28/08/2025

Imagine a world where AI, open data, and forward-thinking philanthropy converge to help us solve humanity’s most complex challenges, from climate breakdown to rising inequality and fragile peace. That’s the bright future envisioned by John G. Palfrey, President of the MacArthur Foundation, in his latest Dædalus essay  he envisions  a future in which AI, data, and philanthropy are reoriented toward the public good, where “a brighter future for the climate, international peace, economic inclusion, and other broad societal goals is within reach.”

Palfrey argues that solving the challenges of the 21st century requires more than better tools: it requires a different mindset. His vision rests on two key shifts:

  1. From private gain to public good, making platforms, datasets, and technology openly accessible to civic-minded actors.

The knowledge, platforms, and datasets driving innovation today are largely controlled by corporations or, in fewer instances, governments. Access is restricted, often monetised, and rarely designed with civic actors in mind.

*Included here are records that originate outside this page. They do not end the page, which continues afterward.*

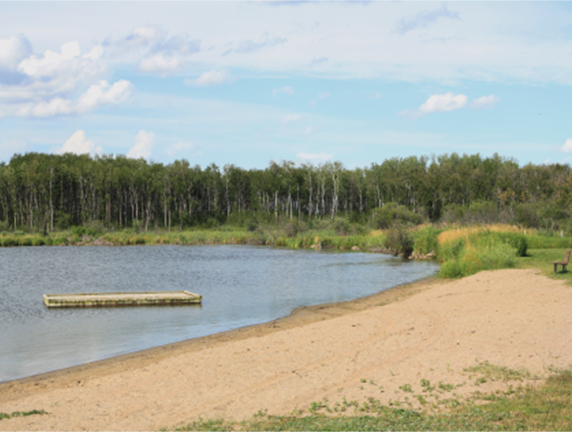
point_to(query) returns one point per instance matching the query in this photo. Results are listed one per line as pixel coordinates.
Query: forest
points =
(46, 192)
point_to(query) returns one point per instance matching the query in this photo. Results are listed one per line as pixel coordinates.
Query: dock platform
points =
(110, 299)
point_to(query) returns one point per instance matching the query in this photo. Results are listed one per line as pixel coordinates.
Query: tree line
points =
(47, 192)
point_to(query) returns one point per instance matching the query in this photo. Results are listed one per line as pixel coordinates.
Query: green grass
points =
(542, 259)
(547, 407)
(21, 414)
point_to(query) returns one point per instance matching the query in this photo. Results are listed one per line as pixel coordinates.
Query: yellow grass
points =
(454, 234)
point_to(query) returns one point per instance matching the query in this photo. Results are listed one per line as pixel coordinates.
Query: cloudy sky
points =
(250, 81)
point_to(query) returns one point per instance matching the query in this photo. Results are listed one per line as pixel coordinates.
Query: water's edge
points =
(300, 316)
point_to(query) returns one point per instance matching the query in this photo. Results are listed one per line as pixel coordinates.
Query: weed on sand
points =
(547, 407)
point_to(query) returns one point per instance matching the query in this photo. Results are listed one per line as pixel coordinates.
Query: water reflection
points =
(241, 285)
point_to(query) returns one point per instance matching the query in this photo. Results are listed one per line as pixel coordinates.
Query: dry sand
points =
(429, 330)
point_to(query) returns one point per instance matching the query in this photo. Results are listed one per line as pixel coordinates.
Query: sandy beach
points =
(430, 330)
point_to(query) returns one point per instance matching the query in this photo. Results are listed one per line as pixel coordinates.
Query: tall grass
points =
(469, 250)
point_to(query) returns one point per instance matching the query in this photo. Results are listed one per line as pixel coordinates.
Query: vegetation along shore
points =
(469, 212)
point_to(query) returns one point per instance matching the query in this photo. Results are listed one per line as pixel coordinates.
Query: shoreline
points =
(299, 317)
(388, 347)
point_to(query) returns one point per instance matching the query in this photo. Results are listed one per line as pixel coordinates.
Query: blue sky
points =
(250, 81)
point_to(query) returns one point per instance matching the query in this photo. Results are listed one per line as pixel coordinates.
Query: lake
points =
(240, 285)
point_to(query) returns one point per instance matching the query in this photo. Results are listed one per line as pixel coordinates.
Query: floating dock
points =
(145, 298)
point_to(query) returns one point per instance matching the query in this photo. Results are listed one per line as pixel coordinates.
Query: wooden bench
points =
(563, 263)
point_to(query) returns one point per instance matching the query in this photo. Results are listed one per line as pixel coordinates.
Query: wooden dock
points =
(146, 298)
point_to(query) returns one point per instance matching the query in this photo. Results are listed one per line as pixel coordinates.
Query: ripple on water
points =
(241, 285)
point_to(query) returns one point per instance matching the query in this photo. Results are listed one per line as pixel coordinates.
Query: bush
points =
(484, 250)
(394, 214)
(426, 240)
(342, 226)
(292, 228)
(516, 240)
(399, 240)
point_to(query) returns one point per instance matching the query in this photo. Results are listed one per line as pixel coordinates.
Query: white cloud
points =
(288, 90)
(11, 147)
(143, 145)
(158, 63)
(45, 85)
(424, 19)
(211, 78)
(443, 103)
(98, 95)
(292, 118)
(567, 147)
(247, 46)
(78, 144)
(485, 102)
(179, 147)
(149, 41)
(314, 157)
(13, 50)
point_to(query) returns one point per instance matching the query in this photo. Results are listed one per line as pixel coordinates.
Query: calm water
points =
(241, 285)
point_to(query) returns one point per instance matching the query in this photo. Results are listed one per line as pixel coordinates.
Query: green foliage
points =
(392, 214)
(425, 240)
(484, 250)
(530, 408)
(399, 240)
(80, 231)
(516, 240)
(548, 242)
(21, 414)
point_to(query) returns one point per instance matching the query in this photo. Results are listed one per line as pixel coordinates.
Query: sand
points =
(370, 347)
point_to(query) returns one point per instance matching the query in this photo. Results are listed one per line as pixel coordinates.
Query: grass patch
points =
(542, 259)
(543, 408)
(21, 414)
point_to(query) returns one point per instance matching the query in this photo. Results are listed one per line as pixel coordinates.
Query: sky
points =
(247, 82)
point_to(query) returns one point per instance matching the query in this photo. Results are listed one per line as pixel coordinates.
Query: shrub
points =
(426, 240)
(392, 214)
(399, 240)
(515, 240)
(342, 226)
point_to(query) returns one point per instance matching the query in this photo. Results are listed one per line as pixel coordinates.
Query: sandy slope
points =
(430, 330)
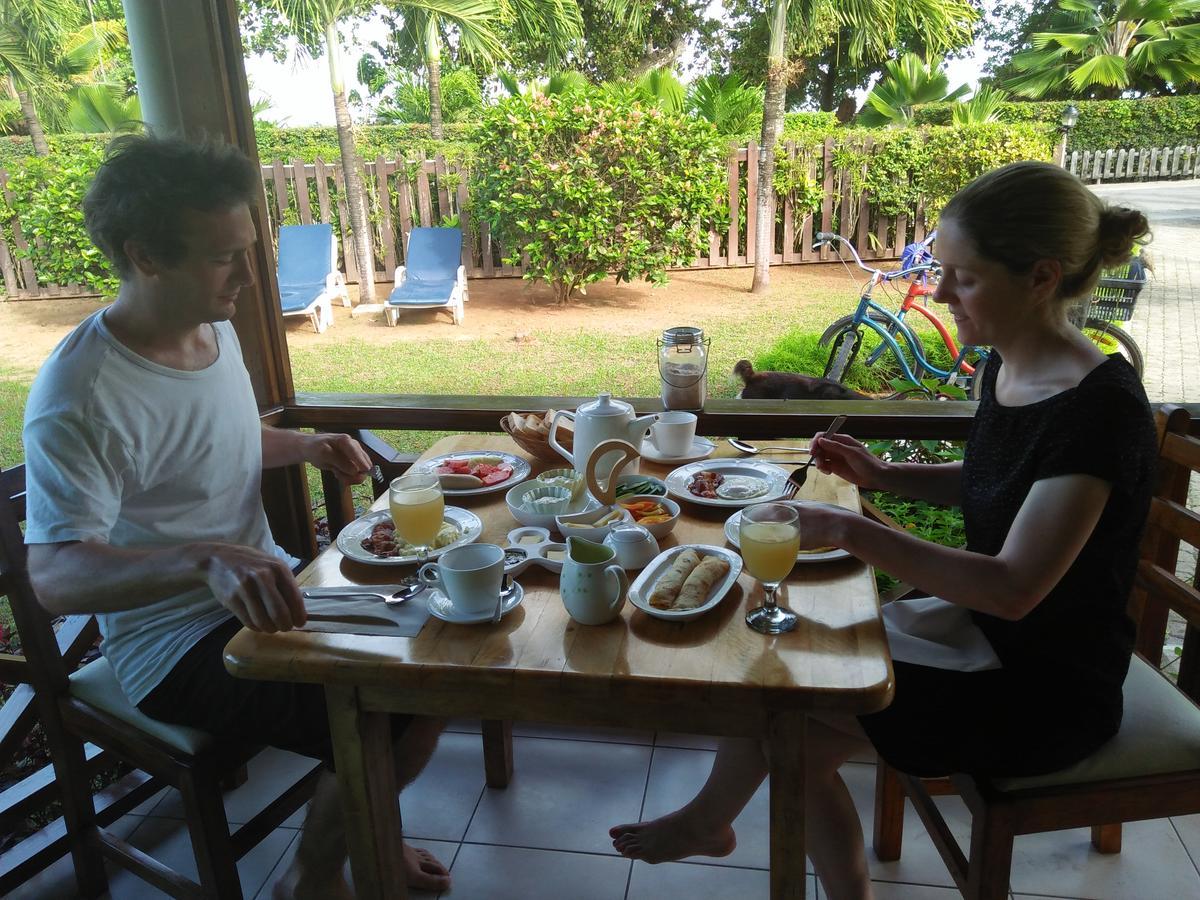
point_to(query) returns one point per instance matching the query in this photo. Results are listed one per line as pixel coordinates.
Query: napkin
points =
(408, 616)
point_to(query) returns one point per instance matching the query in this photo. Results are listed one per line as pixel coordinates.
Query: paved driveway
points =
(1167, 322)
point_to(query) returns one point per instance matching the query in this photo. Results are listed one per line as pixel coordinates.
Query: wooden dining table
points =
(709, 676)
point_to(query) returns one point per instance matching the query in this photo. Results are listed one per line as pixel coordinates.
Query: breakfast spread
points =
(382, 541)
(689, 580)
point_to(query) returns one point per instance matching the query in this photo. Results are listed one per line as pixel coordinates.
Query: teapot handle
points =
(607, 496)
(623, 587)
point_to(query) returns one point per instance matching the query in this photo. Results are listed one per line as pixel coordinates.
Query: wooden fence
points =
(1135, 165)
(403, 195)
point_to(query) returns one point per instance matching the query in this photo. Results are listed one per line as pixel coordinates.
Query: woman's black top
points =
(1075, 645)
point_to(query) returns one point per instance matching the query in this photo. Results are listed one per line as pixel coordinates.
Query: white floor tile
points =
(439, 803)
(167, 840)
(676, 775)
(1152, 863)
(563, 732)
(57, 881)
(563, 796)
(268, 775)
(519, 874)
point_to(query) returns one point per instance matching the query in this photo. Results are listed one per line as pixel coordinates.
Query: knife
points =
(352, 619)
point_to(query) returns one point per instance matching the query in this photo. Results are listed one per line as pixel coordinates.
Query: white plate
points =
(774, 477)
(439, 607)
(731, 534)
(643, 585)
(521, 471)
(349, 541)
(701, 449)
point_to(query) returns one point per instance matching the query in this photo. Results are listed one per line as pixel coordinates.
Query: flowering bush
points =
(588, 184)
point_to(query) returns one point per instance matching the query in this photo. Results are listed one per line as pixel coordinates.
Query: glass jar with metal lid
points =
(683, 367)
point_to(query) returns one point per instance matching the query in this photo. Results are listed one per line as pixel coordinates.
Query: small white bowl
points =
(515, 499)
(579, 525)
(659, 529)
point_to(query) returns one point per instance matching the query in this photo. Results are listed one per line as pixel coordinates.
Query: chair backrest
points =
(1158, 591)
(307, 253)
(433, 253)
(47, 669)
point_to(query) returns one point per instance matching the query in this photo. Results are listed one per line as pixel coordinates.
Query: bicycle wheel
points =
(899, 331)
(1111, 340)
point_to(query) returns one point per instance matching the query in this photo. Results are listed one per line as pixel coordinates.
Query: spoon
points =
(751, 449)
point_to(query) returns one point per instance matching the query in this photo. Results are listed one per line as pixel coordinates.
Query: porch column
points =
(191, 79)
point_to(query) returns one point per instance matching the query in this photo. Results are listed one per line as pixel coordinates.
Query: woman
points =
(1014, 664)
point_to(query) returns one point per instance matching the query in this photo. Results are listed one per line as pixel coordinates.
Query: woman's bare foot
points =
(424, 871)
(672, 837)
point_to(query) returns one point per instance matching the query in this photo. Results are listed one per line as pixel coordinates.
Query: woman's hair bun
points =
(1119, 228)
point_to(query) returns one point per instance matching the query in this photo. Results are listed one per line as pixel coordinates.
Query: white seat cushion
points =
(96, 684)
(1159, 733)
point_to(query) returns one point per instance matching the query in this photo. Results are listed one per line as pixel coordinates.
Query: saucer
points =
(701, 449)
(439, 606)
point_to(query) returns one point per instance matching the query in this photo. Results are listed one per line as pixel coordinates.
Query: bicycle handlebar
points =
(823, 238)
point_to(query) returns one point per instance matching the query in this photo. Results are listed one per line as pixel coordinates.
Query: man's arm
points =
(337, 453)
(93, 577)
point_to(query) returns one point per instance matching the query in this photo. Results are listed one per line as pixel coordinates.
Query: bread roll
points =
(667, 588)
(695, 589)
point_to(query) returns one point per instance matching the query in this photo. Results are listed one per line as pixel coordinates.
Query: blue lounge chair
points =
(307, 274)
(433, 277)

Let’s imagine the opposite: a world in which these resources are treated as public goods, accessible to researchers, advocates, and communities working for social progress. In practice, this could mean open-sourcing algorithms, sharing climate data with frontline organisations, or building AI applications that directly support democratic participation. The shift is simple to describe but radical in impact: it repositions technology as infrastructure for collective problem-solving, not as a tool for maximising profit.

  1. From transactional philanthropy to systems-level change, supporting strategies that address interconnected challenges rather than isolated causes.

    Too often, philanthropy operates like a grant marketplace: short cycles, fragmented projects, and a focus on outputs rather than long-term outcomes. The essay calls for a deeper transformation: supporting strategies that tackle the interconnected roots of problems rather than isolated symptoms. For example, fighting climate change cannot be separated from tackling inequality or strengthening democratic governance. A systems lens recognises these interdependencies and funds organisations to work across boundaries, over time, and in collaboration. It is philanthropy not as a patchwork of projects, but as scaffolding for sustained, structural change.

Hope Meets Pressure

The vision is inspiring, but it is also demanding. Because it asks us to dream big precisely at a time when many organisations feel small. Civil society advocates and funders alike are working under enormous stress: shrinking civic space, political headwinds, and fragile funding ecosystems. At The Good Lobby, we’re currently exploring these dynamics through our Impact Under Stress initiative. Palfrey’s call for openness and collaboration resonates strongly here: resilience in advocacy may not come from doing “more with less,” but from rethinking relationships between funders and advocates, between technology and society, between local struggles and global systems.

A Collective Responsibility

If Palfrey is right, the future will not be solved by innovation alone. It will be addressed in the spaces where donors, advocates, technologists, and citizens come together to build something bigger than themselves. That is the challenge before us. And perhaps also the opportunity: to make stress a catalyst for reinvention, to break the silos that keep sectors and movements apart, and to turn shared ideas into infrastructures, strategies, and coalitions capable of lasting impact.